Based on your plot, during which of the following periods did the index experience the largest crash?

  • At the beginning of 2016.
  • At the end of 2018.
  • Near the beginning of 2020.
  • In the second half of 2023.

Question 2

Using the S&P 500 data, create a variable in your dataset which is the percentage change in the closing price from one day to the next. Call this the daily return.

If x_t is the closing price on date t, then the percentage change in the closing price from the previous day is given by the following equation:

100\times \frac{x_t -x_{t-1}}{x_{t-1}}

Plot the daily returns over time using ggplot with the geom_line() function.

Which of the following is true in the plot?

  • Early 2020 had both the biggest positive and negative daily returns.
  • Early 2020 had the biggest positive daily returns, but not the biggest negative daily returns.
  • Early 2020 had the biggest negative daily returns, but not the biggest positive daily returns.
  • Early 2020 had neither the biggest positive daily returns, nor the biggest negative daily returns.

Question 3

Download the dataset toyota-camry-ads.csv. This contains information on classified advertisements placed on Craigslist for used Toyota Camry cars, one of the most common sedan cars in the US. The variables are:

  • condition: what kind of condition the car is in (good, like new, etc).
  • odometer: how many miles the car has travelled in its lifetime (the car’s “mileage”).
  • paint_color: the car’s color.
  • price: the asking price of the car.
  • year: the year the car was bought new.

Create a histogram of the year variable. Based on this histogram, choose the answer below which contains a correct statement about the data.

  • The majority of cars in the dataset were bought after 2000.
  • The majority of cars in the dataset were bought between 2007-2009.
  • The majority of cars in the dataset were bought after 2010.
  • All cars in the dataset were bought after 1990.

Question 4

Create a bar plot of the condition variable. Based on this plot, what is the most common condition for Toyota Camry cars for sale on this site to be in?

Plotting tip: ggplot will by default order the “conditions” alphabetically. But sometimes it makes more sense for categorical variables like this to be ordered differently. We might want to order the bars from worst condition to best condition. We can do this by converting the condition variable to a factor variable and specifying the order we want:

ordered_levels <- c("salvage", "fair", "good", "excellent", "like new", "new")
df$condition <- factor(df$condition, levels = ordered_levels)

Variables like this are called “ordinal”.

Question 5

Create a scatter plot with:

  • odometer on the horizontal axis.
  • price on the vertical axis.

In addition, make the colors of the points represent the values of the year variable.

Choose the answer below which best interprets this scatter plot.

Hint: To make a scatter plot with x and y with colors representing z we do ggplot(df, aes(x, y, color = z)) + geom_point()

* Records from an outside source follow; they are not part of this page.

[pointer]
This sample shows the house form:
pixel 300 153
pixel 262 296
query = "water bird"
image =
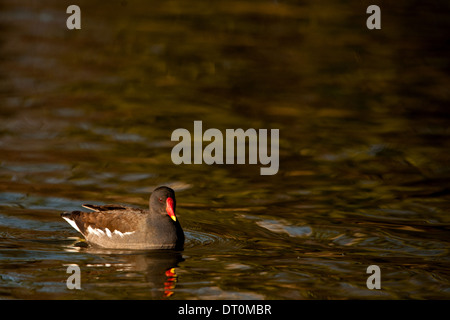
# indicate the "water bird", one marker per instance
pixel 121 227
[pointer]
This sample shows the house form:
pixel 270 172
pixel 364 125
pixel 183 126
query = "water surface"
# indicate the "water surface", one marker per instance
pixel 86 117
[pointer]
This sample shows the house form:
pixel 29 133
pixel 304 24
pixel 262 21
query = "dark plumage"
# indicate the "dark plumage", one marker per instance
pixel 120 227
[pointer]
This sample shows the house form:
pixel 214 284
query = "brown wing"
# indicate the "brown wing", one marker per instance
pixel 124 220
pixel 108 207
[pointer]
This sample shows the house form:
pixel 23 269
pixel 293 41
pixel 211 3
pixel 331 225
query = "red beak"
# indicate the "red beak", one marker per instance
pixel 169 209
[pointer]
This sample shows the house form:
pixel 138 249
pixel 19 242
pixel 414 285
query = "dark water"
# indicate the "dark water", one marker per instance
pixel 86 116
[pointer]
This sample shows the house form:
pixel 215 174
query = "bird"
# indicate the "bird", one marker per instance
pixel 120 227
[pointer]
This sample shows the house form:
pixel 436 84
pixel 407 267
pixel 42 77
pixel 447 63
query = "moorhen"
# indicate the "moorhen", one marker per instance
pixel 120 227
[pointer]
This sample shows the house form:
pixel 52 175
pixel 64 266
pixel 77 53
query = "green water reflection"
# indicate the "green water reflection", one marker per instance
pixel 87 116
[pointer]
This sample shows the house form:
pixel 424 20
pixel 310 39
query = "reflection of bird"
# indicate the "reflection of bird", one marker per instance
pixel 120 227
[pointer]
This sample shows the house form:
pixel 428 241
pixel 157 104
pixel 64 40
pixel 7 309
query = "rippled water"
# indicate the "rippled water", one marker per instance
pixel 86 117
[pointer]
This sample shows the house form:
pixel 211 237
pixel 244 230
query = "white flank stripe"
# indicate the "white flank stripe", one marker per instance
pixel 72 223
pixel 97 232
pixel 122 234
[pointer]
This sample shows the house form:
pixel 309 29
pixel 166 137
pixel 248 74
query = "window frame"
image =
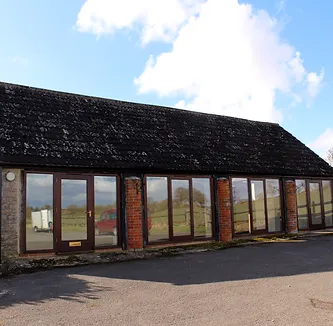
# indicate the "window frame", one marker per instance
pixel 59 173
pixel 322 203
pixel 250 207
pixel 173 239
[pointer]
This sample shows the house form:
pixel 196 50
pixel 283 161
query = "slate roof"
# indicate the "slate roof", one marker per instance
pixel 46 128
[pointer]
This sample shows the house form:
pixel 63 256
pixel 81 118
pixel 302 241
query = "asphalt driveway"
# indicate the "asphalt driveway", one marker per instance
pixel 273 284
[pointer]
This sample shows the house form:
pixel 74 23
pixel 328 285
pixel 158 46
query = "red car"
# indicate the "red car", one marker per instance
pixel 107 222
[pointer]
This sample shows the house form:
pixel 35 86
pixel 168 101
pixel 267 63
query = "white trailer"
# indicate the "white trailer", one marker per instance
pixel 42 220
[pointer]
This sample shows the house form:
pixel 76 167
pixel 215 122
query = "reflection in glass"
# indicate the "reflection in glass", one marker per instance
pixel 39 211
pixel 302 210
pixel 157 209
pixel 273 205
pixel 202 207
pixel 258 204
pixel 73 209
pixel 327 195
pixel 181 207
pixel 315 205
pixel 106 215
pixel 241 213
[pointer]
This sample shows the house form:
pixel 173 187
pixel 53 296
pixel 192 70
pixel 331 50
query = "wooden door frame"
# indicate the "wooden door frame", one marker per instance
pixel 170 207
pixel 65 246
pixel 315 226
pixel 260 231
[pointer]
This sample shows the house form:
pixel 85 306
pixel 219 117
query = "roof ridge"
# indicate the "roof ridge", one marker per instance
pixel 155 106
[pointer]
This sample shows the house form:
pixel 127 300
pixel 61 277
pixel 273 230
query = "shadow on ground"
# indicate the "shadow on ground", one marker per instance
pixel 313 255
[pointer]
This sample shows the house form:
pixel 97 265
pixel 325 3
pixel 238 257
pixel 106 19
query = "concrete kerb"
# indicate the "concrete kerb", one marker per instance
pixel 15 266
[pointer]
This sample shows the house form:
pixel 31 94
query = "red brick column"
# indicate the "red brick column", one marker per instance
pixel 134 213
pixel 291 206
pixel 224 209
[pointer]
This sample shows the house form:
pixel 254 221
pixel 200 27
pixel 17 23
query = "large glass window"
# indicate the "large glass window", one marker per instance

  • Higher values of odometer are usually associated with lower prices. In addition, newer cars usually sell for a higher price.
  • Higher values of odometer are usually associated with lower prices. In addition, older cars usually sell for a higher price.
  • Higher values of odometer are usually associated with higher prices. In addition, newer cars usually sell for a higher price.
  • Higher values of odometer are usually associated with higher prices. In addition, older cars usually sell for a higher price.